Cette situation a peu à peu façonné leur style de jeu. Les équipes chinoises se sont repliées sur leurs stratégies traditionnelles, misant sur des picks de confort et des tendances internes. Le manque de diversité dans les scrims et les matchs officiels a entravé leur adaptabilité à l’international, notamment lors de tournois mondiaux comme The International ou Riyadh Masters.
Par ailleurs, l’absence de déplacements interrégionaux a freiné l’apprentissage par observation. Les équipes ne pouvaient plus peaufiner leurs stratégies via du scouting en personne ou des échanges directs, ce qui a ralenti l’innovation par rapport à leurs homologues occidentaux.
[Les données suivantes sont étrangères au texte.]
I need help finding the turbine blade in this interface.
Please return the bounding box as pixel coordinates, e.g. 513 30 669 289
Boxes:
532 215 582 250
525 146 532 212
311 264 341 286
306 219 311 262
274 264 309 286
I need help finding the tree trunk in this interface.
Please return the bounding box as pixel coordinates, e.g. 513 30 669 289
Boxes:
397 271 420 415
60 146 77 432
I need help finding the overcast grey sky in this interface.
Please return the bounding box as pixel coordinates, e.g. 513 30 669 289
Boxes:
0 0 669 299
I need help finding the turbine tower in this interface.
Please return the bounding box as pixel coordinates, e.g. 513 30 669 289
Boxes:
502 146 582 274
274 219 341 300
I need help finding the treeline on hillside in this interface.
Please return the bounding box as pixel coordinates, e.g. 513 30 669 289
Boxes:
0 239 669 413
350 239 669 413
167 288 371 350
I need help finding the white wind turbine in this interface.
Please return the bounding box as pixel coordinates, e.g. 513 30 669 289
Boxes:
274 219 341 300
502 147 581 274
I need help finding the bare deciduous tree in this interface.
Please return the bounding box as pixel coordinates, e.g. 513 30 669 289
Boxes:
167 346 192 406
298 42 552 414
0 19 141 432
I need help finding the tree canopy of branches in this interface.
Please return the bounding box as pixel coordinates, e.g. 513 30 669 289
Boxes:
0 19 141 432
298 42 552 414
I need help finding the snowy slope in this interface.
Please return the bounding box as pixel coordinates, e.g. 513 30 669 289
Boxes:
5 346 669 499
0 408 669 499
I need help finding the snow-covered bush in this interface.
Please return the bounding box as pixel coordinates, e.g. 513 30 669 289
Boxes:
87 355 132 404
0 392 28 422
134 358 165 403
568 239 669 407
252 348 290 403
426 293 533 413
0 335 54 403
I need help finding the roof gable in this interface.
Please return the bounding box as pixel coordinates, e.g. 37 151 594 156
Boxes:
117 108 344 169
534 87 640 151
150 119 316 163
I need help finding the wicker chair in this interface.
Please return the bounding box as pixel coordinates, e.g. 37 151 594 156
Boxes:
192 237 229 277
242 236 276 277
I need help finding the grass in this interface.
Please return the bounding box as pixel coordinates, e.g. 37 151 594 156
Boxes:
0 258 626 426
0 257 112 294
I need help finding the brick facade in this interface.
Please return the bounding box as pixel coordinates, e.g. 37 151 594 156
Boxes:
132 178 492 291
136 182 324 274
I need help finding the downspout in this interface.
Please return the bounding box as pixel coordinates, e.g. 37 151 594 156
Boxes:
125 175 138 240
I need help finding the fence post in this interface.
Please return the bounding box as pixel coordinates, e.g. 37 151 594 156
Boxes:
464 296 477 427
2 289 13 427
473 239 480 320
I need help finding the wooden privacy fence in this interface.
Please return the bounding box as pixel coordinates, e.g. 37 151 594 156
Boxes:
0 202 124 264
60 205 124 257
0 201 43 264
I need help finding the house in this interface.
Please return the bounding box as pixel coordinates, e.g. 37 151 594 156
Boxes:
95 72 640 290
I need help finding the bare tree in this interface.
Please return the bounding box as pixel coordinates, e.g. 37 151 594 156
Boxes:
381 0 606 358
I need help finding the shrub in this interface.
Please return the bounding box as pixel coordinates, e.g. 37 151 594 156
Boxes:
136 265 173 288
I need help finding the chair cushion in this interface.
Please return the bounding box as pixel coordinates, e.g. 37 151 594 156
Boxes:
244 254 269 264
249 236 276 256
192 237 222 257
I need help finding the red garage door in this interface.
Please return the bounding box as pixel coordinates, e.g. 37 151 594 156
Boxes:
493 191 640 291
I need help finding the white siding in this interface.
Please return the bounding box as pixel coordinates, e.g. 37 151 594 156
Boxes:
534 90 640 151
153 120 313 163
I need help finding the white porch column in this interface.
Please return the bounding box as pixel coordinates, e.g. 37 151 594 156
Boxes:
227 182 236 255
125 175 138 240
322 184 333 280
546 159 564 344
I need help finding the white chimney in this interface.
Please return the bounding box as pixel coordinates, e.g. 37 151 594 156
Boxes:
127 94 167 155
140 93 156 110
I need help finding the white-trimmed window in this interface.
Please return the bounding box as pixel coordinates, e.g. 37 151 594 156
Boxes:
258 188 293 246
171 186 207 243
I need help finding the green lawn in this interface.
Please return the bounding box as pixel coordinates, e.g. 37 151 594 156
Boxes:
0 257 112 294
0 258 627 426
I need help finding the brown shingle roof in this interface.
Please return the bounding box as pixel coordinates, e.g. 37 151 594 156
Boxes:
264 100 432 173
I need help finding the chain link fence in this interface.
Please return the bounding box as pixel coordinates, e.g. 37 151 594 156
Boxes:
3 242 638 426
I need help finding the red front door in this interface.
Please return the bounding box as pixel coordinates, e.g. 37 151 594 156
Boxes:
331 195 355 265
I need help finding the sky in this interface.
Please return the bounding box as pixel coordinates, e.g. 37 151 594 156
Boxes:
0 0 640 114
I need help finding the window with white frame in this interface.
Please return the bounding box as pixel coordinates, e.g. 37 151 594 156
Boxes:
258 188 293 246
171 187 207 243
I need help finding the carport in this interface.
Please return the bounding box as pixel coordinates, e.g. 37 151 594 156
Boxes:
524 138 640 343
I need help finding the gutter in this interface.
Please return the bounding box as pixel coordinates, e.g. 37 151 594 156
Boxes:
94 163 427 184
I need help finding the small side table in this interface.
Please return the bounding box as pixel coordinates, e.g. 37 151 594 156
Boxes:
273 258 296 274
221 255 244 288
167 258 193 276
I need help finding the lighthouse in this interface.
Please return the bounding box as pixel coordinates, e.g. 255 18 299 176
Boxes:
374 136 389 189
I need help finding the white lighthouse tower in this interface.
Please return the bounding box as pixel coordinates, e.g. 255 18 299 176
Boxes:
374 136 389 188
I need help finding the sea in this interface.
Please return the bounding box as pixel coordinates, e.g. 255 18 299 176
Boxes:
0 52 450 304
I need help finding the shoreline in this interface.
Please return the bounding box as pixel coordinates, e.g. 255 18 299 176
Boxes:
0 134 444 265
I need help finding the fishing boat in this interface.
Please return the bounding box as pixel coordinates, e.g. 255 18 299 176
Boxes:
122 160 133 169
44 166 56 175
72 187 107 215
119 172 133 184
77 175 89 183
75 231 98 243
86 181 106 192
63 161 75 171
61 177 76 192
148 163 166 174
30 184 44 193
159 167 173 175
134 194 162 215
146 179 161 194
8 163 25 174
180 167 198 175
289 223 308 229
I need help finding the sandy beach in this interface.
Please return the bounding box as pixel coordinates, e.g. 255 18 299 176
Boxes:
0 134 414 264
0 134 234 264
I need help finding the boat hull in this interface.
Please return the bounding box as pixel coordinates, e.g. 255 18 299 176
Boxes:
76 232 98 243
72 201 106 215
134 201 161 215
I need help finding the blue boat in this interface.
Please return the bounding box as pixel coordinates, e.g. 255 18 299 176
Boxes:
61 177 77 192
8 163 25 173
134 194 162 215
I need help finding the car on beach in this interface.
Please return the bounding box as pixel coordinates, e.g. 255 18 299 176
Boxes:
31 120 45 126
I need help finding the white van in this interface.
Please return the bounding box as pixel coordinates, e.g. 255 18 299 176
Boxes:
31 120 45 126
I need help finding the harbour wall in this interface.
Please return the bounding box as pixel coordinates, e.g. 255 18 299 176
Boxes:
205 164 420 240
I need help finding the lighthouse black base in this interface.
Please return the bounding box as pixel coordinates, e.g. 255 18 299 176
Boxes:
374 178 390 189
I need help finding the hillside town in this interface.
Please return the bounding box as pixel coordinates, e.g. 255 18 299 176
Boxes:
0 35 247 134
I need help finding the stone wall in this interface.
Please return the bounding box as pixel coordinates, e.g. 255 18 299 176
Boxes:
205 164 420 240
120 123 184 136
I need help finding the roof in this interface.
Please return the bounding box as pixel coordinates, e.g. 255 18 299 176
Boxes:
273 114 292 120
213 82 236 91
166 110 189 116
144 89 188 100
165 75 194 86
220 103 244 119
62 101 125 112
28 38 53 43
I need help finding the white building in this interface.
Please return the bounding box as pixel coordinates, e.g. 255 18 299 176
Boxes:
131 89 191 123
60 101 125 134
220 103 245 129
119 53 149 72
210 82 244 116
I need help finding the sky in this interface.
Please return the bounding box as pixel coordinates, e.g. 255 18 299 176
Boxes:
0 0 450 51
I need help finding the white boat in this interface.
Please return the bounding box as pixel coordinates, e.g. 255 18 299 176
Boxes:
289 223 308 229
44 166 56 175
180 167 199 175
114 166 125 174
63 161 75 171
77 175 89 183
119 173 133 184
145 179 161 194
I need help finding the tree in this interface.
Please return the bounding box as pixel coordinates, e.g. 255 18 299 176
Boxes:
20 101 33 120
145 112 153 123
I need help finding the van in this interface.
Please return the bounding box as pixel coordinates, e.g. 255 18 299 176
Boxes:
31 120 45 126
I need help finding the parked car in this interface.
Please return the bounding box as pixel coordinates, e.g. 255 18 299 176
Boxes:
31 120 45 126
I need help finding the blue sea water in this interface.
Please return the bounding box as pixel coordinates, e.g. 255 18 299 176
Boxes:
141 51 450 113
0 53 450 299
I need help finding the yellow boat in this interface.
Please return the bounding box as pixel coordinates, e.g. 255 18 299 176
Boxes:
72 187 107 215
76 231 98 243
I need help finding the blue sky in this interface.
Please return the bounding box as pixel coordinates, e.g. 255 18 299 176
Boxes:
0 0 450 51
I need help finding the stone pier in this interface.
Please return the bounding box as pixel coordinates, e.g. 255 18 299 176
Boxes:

Rigidité stratégique en compétition internationale
Entre 2023 et 2025, les équipes chinoises ont souvent peiné face à l’imprévisibilité des drafts occidentales et à l’agression soutenue de l’Asie du Sud-Est lors des phases finales internationales. Bien que leurs fondamentaux restent solides, elles manquaient parfois de flexibilité explosive pour rivaliser dans des contextes à haute pression.
Le draft est devenu un point faible. Les adversaires exploitaient des ouvertures trop prévisibles, forçant les capitaines chinois à sortir de leur zone de confort. Si des équipes comme LGD Gaming ou Xtreme Gaming ont montré une exécution irréprochable, leur faible exposition à des styles variés a parfois mené à une stagnation tactique.
Cette rigidité s’est accentuée avec la fatigue liée aux calendriers chargés et à l’absence de bootcamps. Privées de feedback en temps réel, les équipes dépendaient davantage des analyses vidéo à distance, réduisant leur capacité d’adaptation lors des tournois en direct.

Renouveau via les scrims internationaux et l’export de talents
Pour surmonter la stagnation post-COVID, plusieurs équipes chinoises ont commencé à prioriser les scrims transrégionaux. Des partenariats avec des équipes d’Asie du Sud-Est et d’Europe de l’Est ont vu le jour, favorisant l’échange de stratégies et l’exposition à des styles de jeu plus agressifs. Initiées timidement en 2022, ces collaborations se sont étendues de manière significative d’ici 2024.
En parallèle, certains joueurs chinois ont intégré des équipes étrangères, apportant leur rigueur analytique à de nouveaux environnements. Cet « export de talent » a généré un effet de retour bénéfique, où les enseignements tirés de l’international ont contribué à moderniser les tactiques domestiques. Cela inclut par exemple des supports rejoignant des équipes européennes ou des offlaners encadrant de jeunes cores en Asie.
Par ailleurs, l’arrivée de coachs internationaux a permis d’intégrer de nouvelles visions du jeu. En 2025, il est courant de voir des staffs bilingues combiner la discipline stratégique chinoise avec la théorie du tempo occidentale, alliant contrôle de la carte et agressivité en teamfight.
Une nouvelle identité hybride pour le Dota chinois
La scène Dota 2 chinoise actuelle reflète une identité hybride. Les valeurs traditionnelles de structure et de précision perdurent, mais elles coexistent désormais avec une flexibilité accrue, de l’agressivité et une capacité d’adaptation rapide. Les jeunes joueurs repoussent les limites mécaniques, tandis que les vétérans ajoutent leur profondeur stratégique.
Les équipes misent sur des compositions mixtes : entre drafts techniques exigeant une exécution millimétrée et stratégies d’escarmouches adaptables. Cette approche leur permet de rester compétitives quel que soit le patch, la méta régionale ou le type d’adversaire. Cette transformation n’est pas uniforme, mais elle marque une évolution significative.
Avec le retour progressif des événements en présentiel en 2025, les équipes chinoises pourraient bien retrouver leur domination sur scène LAN – mais cette fois avec un arsenal enrichi, mêlant tradition et innovation moderne.